In precedenza, nel 2014, un evento stranamente simile e inquietante era stato avvistato nella penisola di Yamal, nel nord-ovest del continente russo, dopo una serie di estati con altissimi livelli di caldo alquanto anomalo.

La teoria più accreditata, finora, è che l’esplosione possa essere il risultato dell’improvviso crollo dei rigonfiamenti della tundra, che si vengono a formare quando lo scioglimento del permafrost finisce per provocare un accumulo di metano – un gas serra 84 volte più potente dell’anidride carbonica – sotto la superficie dell’area dell’incidente.

Da diverso tempo, la zona artica sta subendo, in maniera repentina, un rapidissimo collasso del permafrost e, anche se la formazione di tali voragini è quasi sicuramente influenzata dai cambiamenti climatici, nessuno sta indagando su eventuali correlazioni che potrebbero dare il via a un circolo vizioso che rischia di rendere l’attuale crisi climatica globale ancora più grave e pericolosa.

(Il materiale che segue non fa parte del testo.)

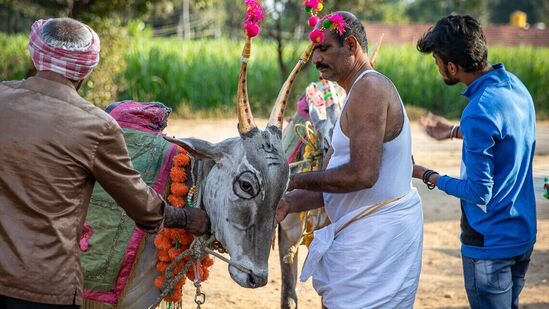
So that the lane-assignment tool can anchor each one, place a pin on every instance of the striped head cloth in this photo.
(73, 63)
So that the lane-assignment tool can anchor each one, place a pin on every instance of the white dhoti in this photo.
(374, 262)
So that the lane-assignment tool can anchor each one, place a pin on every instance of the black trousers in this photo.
(14, 303)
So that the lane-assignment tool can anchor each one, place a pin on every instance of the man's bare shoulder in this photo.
(372, 84)
(372, 89)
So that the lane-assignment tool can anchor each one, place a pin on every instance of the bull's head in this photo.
(246, 176)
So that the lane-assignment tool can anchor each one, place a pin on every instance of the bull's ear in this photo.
(198, 148)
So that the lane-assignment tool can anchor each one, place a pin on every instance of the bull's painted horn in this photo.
(245, 118)
(280, 105)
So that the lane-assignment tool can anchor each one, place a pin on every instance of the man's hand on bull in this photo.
(193, 220)
(437, 127)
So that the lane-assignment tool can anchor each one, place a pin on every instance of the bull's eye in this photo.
(246, 185)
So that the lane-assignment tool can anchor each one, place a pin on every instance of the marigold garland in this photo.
(171, 242)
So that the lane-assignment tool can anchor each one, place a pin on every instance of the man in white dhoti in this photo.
(370, 256)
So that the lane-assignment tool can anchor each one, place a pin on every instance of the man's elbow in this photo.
(367, 180)
(482, 194)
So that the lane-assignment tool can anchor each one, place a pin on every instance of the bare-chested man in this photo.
(371, 255)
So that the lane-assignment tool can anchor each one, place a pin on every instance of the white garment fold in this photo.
(373, 262)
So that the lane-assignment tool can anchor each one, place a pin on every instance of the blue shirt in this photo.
(496, 187)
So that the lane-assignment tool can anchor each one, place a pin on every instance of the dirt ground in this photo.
(441, 282)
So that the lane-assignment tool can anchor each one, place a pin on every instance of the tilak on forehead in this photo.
(332, 21)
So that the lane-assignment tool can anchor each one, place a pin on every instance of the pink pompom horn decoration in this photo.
(313, 20)
(254, 16)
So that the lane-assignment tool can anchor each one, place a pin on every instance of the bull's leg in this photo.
(288, 234)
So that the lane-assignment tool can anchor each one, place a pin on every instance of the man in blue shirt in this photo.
(496, 189)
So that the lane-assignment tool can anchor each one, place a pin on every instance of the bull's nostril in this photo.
(251, 280)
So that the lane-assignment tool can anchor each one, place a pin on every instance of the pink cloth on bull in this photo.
(73, 64)
(150, 117)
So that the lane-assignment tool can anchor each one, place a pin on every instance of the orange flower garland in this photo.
(171, 242)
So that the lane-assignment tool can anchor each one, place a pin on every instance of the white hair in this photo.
(66, 33)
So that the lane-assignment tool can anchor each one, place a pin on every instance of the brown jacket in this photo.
(53, 146)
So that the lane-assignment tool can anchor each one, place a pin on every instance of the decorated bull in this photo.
(238, 182)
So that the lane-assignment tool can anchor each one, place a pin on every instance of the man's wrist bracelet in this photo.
(426, 175)
(454, 132)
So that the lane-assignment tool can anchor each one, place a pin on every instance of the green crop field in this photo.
(198, 78)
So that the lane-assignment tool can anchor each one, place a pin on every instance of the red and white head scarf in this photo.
(73, 64)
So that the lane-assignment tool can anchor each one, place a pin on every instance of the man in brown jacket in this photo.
(54, 145)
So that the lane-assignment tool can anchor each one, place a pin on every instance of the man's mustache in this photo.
(321, 66)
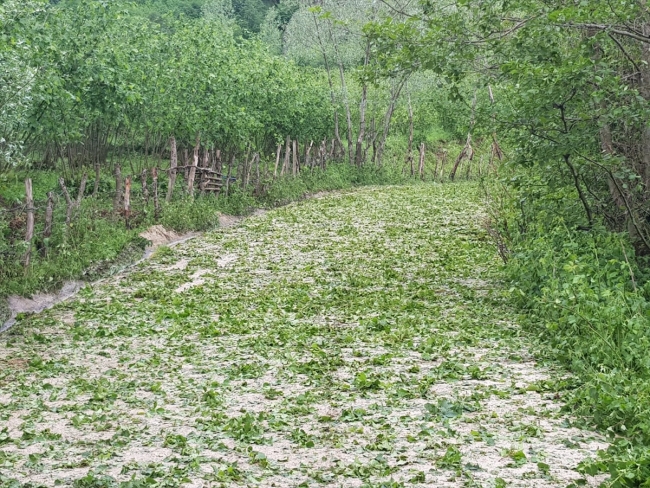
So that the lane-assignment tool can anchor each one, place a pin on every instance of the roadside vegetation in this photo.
(544, 103)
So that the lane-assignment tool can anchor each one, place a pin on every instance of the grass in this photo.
(98, 243)
(358, 339)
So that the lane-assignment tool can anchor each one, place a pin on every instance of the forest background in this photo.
(121, 114)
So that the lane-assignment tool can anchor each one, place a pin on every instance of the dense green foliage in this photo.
(570, 83)
(356, 339)
(105, 84)
(74, 253)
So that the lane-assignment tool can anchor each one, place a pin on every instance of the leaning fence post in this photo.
(173, 163)
(118, 189)
(68, 202)
(277, 161)
(156, 205)
(421, 167)
(49, 215)
(127, 199)
(145, 190)
(29, 233)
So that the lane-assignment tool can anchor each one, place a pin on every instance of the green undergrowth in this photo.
(357, 339)
(587, 297)
(97, 243)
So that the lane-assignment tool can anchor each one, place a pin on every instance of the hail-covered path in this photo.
(356, 339)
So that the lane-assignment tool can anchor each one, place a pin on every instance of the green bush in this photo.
(588, 299)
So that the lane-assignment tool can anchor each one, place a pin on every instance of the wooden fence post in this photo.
(156, 204)
(195, 163)
(118, 189)
(277, 161)
(49, 216)
(421, 167)
(218, 158)
(68, 201)
(307, 154)
(127, 200)
(145, 190)
(82, 190)
(29, 233)
(287, 152)
(97, 177)
(173, 163)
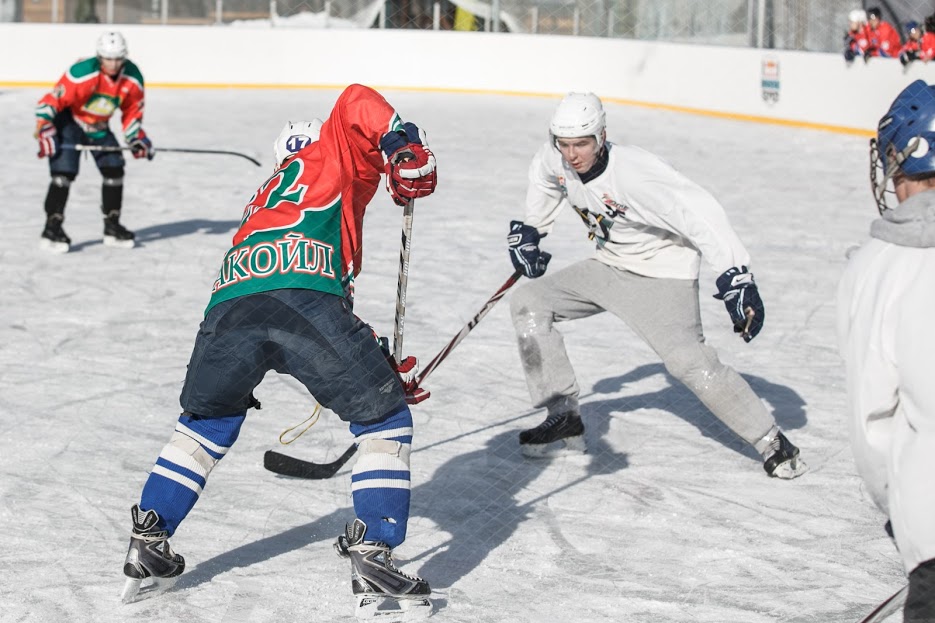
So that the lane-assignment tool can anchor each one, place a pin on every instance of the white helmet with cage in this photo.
(112, 45)
(579, 114)
(293, 137)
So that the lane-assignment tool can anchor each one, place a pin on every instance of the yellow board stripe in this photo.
(616, 100)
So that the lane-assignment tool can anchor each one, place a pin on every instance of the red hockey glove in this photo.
(407, 370)
(47, 136)
(410, 164)
(142, 147)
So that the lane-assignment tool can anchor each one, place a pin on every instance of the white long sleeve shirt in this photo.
(886, 336)
(644, 216)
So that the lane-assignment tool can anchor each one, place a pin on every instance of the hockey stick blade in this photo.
(297, 468)
(892, 603)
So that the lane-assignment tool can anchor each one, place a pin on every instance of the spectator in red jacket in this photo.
(912, 50)
(927, 45)
(855, 39)
(884, 39)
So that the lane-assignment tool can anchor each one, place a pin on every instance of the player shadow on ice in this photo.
(788, 407)
(164, 231)
(479, 513)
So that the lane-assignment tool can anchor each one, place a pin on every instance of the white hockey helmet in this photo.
(112, 45)
(294, 136)
(579, 114)
(857, 16)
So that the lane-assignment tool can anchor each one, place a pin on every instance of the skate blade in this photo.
(570, 446)
(54, 247)
(388, 609)
(134, 590)
(110, 241)
(791, 469)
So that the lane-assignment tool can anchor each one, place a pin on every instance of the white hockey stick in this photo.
(183, 150)
(403, 281)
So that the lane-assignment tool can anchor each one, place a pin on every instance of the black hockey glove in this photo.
(742, 299)
(523, 243)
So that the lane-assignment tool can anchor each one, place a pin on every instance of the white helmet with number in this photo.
(579, 114)
(112, 45)
(295, 135)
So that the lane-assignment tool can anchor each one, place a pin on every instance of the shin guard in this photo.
(183, 466)
(380, 479)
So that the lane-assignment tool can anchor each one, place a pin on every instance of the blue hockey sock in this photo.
(380, 480)
(181, 471)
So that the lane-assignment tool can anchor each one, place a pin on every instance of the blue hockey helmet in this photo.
(905, 142)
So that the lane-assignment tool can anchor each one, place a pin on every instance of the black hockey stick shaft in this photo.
(290, 466)
(889, 606)
(183, 150)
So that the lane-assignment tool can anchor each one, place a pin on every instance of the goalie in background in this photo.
(282, 301)
(887, 339)
(651, 227)
(77, 112)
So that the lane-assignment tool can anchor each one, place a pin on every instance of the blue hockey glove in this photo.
(523, 242)
(742, 299)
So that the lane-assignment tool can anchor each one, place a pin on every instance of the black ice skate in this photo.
(782, 459)
(381, 591)
(54, 237)
(115, 234)
(559, 434)
(150, 557)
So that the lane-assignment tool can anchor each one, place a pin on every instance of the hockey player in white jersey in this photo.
(651, 226)
(887, 339)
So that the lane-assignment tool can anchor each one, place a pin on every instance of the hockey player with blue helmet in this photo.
(887, 339)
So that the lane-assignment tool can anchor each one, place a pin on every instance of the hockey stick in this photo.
(290, 466)
(80, 147)
(890, 605)
(402, 282)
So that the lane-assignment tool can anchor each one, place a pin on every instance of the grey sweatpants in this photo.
(664, 312)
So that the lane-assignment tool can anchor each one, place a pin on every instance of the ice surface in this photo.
(670, 519)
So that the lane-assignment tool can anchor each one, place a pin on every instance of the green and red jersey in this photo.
(93, 97)
(303, 227)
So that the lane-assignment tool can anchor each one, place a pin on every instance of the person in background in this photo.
(912, 50)
(884, 39)
(855, 39)
(887, 340)
(77, 112)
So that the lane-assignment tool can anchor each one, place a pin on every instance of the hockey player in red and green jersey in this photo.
(77, 112)
(282, 302)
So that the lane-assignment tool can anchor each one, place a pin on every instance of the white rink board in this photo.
(813, 88)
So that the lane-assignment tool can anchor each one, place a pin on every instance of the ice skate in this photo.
(381, 591)
(782, 459)
(54, 238)
(149, 558)
(559, 434)
(115, 234)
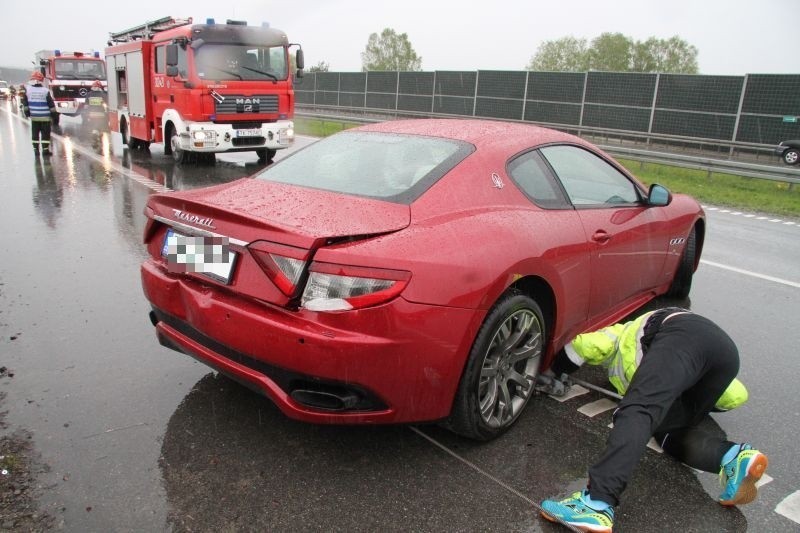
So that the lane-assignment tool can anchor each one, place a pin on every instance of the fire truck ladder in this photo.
(147, 30)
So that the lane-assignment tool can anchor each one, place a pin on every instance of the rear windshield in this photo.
(386, 166)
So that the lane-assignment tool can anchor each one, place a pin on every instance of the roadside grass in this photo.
(321, 127)
(723, 190)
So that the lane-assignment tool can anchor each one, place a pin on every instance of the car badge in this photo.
(497, 181)
(194, 219)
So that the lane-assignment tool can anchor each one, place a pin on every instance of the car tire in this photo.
(682, 282)
(500, 373)
(178, 155)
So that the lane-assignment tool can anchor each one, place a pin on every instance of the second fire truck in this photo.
(202, 89)
(69, 78)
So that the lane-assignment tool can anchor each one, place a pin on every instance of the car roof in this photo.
(510, 137)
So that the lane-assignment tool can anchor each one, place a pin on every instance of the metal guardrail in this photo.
(739, 168)
(788, 175)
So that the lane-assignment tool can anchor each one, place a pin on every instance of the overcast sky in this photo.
(733, 36)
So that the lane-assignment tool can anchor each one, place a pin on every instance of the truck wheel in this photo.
(178, 155)
(265, 155)
(500, 373)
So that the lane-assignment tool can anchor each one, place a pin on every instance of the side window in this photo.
(183, 69)
(160, 66)
(588, 179)
(530, 173)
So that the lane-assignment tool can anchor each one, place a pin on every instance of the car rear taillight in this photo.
(333, 287)
(283, 264)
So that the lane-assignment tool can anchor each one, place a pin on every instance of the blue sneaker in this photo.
(739, 476)
(577, 513)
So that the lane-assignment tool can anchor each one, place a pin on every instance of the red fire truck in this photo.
(202, 88)
(69, 78)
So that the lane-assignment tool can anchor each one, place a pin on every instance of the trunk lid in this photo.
(248, 211)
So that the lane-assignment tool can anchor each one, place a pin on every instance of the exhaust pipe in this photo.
(328, 401)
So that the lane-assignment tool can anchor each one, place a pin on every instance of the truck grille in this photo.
(69, 91)
(234, 103)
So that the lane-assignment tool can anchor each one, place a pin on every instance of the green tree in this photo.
(672, 55)
(611, 52)
(322, 66)
(389, 51)
(618, 53)
(567, 54)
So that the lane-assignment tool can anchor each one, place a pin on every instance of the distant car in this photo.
(789, 151)
(409, 271)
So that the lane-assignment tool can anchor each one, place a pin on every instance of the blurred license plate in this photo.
(210, 256)
(252, 132)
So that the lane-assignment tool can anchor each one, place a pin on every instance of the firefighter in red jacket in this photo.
(38, 105)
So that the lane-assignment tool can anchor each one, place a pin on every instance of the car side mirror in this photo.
(659, 195)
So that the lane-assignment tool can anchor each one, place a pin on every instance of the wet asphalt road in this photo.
(140, 438)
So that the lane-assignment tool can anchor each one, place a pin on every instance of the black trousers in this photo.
(689, 364)
(40, 127)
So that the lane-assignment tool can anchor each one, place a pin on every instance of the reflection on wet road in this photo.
(137, 437)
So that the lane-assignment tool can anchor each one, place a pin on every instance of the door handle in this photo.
(601, 237)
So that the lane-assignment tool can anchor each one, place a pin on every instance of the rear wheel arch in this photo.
(700, 238)
(534, 298)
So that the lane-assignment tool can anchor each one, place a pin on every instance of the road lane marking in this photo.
(748, 215)
(484, 473)
(753, 274)
(790, 507)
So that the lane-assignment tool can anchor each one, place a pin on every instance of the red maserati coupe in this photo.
(419, 270)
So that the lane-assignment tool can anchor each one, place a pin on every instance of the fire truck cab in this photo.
(202, 88)
(69, 78)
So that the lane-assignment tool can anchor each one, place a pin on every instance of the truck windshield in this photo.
(239, 62)
(80, 69)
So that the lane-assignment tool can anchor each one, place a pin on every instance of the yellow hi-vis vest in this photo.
(618, 347)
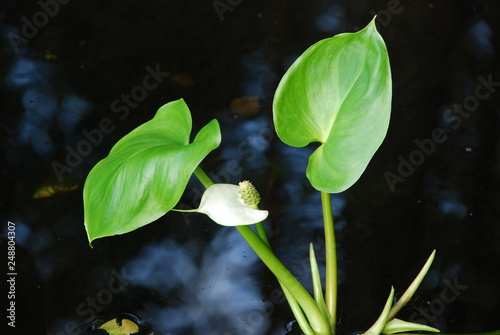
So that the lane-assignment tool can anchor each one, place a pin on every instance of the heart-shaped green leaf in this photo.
(338, 93)
(146, 172)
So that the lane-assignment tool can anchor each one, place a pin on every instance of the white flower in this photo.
(223, 204)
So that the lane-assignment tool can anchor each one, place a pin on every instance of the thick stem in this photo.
(306, 302)
(304, 299)
(331, 259)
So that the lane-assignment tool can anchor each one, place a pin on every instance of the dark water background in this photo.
(186, 275)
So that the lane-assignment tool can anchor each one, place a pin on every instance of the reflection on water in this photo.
(47, 108)
(210, 289)
(216, 285)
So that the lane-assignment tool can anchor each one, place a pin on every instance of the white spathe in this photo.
(223, 204)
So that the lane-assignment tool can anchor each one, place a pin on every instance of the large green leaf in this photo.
(146, 172)
(338, 93)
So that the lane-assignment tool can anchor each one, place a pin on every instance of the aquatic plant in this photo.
(337, 93)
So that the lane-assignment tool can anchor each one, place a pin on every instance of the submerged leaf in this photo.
(338, 93)
(146, 172)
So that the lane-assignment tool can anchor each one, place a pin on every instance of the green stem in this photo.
(306, 302)
(331, 259)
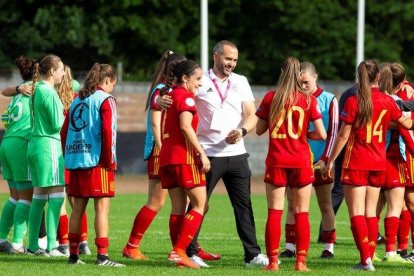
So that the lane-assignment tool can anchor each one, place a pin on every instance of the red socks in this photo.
(73, 243)
(273, 229)
(391, 230)
(141, 223)
(290, 233)
(84, 228)
(404, 230)
(189, 227)
(329, 236)
(175, 224)
(102, 245)
(302, 229)
(63, 230)
(373, 229)
(360, 232)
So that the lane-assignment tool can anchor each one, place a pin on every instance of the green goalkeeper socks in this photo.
(52, 218)
(7, 218)
(21, 216)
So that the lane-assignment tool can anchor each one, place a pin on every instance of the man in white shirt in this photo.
(226, 110)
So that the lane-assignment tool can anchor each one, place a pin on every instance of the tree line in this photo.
(136, 32)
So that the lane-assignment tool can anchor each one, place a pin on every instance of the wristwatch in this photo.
(244, 131)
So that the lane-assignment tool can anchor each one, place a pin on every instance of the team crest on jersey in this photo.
(190, 102)
(79, 117)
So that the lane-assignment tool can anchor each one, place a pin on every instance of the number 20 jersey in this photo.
(288, 144)
(365, 149)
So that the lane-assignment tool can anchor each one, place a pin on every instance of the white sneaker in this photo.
(258, 261)
(56, 253)
(198, 261)
(43, 243)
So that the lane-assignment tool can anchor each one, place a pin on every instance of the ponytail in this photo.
(95, 77)
(367, 75)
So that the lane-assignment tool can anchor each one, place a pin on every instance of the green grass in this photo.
(218, 235)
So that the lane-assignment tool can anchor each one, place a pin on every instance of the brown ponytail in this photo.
(95, 77)
(367, 75)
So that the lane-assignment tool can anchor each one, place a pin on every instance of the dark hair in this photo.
(367, 74)
(391, 75)
(42, 68)
(167, 61)
(184, 68)
(26, 67)
(95, 77)
(218, 48)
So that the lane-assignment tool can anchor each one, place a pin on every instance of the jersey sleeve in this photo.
(108, 115)
(263, 111)
(315, 112)
(186, 103)
(349, 112)
(153, 103)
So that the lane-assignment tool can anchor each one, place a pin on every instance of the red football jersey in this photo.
(365, 149)
(288, 143)
(175, 148)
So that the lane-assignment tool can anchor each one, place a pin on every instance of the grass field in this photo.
(218, 235)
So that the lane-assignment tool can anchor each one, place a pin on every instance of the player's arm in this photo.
(332, 129)
(186, 118)
(156, 126)
(339, 144)
(319, 133)
(108, 116)
(64, 133)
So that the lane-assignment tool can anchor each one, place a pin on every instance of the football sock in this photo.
(102, 245)
(404, 230)
(360, 232)
(21, 217)
(391, 229)
(190, 225)
(302, 228)
(7, 218)
(329, 237)
(141, 223)
(35, 218)
(273, 230)
(74, 243)
(290, 233)
(373, 229)
(63, 229)
(174, 225)
(84, 228)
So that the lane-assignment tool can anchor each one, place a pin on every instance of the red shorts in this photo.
(363, 178)
(94, 182)
(153, 167)
(182, 175)
(321, 180)
(283, 177)
(397, 174)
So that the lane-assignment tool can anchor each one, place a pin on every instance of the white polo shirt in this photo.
(221, 113)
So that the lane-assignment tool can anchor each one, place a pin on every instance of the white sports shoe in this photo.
(198, 261)
(258, 261)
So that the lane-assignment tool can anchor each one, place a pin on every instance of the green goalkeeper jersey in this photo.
(18, 121)
(47, 114)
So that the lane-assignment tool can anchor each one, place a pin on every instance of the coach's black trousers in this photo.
(236, 176)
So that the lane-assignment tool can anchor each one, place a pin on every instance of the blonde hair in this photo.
(65, 89)
(287, 84)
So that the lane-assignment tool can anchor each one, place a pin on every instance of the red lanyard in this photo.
(223, 97)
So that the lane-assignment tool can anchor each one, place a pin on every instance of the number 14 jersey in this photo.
(288, 144)
(365, 149)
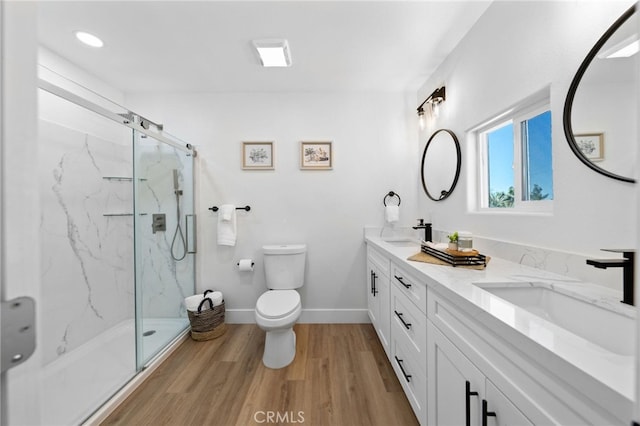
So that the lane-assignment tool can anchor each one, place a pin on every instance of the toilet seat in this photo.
(277, 303)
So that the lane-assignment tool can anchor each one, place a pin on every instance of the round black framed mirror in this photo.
(600, 111)
(441, 161)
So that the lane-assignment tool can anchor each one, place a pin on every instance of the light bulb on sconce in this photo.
(434, 100)
(435, 109)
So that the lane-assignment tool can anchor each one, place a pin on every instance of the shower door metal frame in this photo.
(132, 124)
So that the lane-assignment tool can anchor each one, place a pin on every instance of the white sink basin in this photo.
(402, 243)
(604, 327)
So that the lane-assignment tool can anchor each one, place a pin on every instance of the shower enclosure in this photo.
(117, 254)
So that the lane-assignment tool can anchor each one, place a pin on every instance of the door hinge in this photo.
(18, 331)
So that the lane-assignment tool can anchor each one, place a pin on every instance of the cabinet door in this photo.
(506, 414)
(378, 303)
(373, 305)
(455, 385)
(383, 327)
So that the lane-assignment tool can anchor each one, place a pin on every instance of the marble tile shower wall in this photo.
(86, 254)
(165, 282)
(87, 228)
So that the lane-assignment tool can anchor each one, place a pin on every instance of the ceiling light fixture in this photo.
(434, 100)
(89, 39)
(273, 52)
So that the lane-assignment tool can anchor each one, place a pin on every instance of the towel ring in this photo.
(391, 194)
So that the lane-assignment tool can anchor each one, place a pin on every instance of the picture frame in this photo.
(316, 155)
(258, 156)
(591, 145)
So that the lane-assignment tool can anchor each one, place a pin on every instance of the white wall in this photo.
(515, 50)
(374, 152)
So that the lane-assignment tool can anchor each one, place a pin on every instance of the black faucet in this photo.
(426, 227)
(628, 274)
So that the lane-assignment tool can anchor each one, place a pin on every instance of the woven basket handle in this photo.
(202, 303)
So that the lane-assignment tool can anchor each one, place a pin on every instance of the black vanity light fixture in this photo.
(433, 100)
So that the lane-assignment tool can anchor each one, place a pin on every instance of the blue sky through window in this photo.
(537, 164)
(500, 161)
(539, 147)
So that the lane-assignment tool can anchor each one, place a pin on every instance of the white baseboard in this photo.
(308, 316)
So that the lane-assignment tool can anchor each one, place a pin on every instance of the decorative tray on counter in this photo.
(456, 258)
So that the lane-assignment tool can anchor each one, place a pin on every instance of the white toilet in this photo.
(279, 308)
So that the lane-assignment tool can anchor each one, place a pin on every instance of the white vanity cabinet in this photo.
(460, 394)
(459, 364)
(515, 388)
(378, 294)
(409, 338)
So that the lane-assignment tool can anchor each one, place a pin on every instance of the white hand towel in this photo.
(392, 213)
(227, 225)
(192, 302)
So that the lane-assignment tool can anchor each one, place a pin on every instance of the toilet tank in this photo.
(284, 266)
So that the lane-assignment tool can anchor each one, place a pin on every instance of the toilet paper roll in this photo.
(216, 298)
(245, 265)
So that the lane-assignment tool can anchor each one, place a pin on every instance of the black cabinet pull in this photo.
(468, 395)
(486, 413)
(407, 377)
(400, 279)
(407, 325)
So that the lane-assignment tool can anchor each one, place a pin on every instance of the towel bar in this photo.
(215, 208)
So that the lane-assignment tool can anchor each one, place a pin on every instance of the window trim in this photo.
(515, 116)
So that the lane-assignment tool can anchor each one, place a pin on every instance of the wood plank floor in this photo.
(340, 376)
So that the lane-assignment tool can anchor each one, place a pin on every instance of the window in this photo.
(515, 160)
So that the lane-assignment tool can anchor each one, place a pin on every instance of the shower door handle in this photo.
(18, 331)
(191, 239)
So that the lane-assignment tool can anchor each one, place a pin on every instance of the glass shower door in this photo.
(164, 242)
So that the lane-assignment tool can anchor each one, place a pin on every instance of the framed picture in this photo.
(316, 156)
(591, 145)
(257, 156)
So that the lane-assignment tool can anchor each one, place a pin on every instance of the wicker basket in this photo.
(207, 324)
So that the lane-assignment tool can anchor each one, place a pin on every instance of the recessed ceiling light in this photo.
(89, 39)
(273, 52)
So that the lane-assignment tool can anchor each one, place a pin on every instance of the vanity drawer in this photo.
(379, 260)
(410, 286)
(409, 324)
(412, 378)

Secondo alcuni studi, si calcola che ci siano oltre 7.000 sacche di gas sotto la penisola siberiana, che si sono espanse in questi ultimi anni, e che rischiano di detonare una volta che lo scioglimento del permafrost sarà irreversibile provocando anche il rilascio di depositi di metano nell’Artico, e un disastro ecologico dal quale non si potrà più tornare indietro.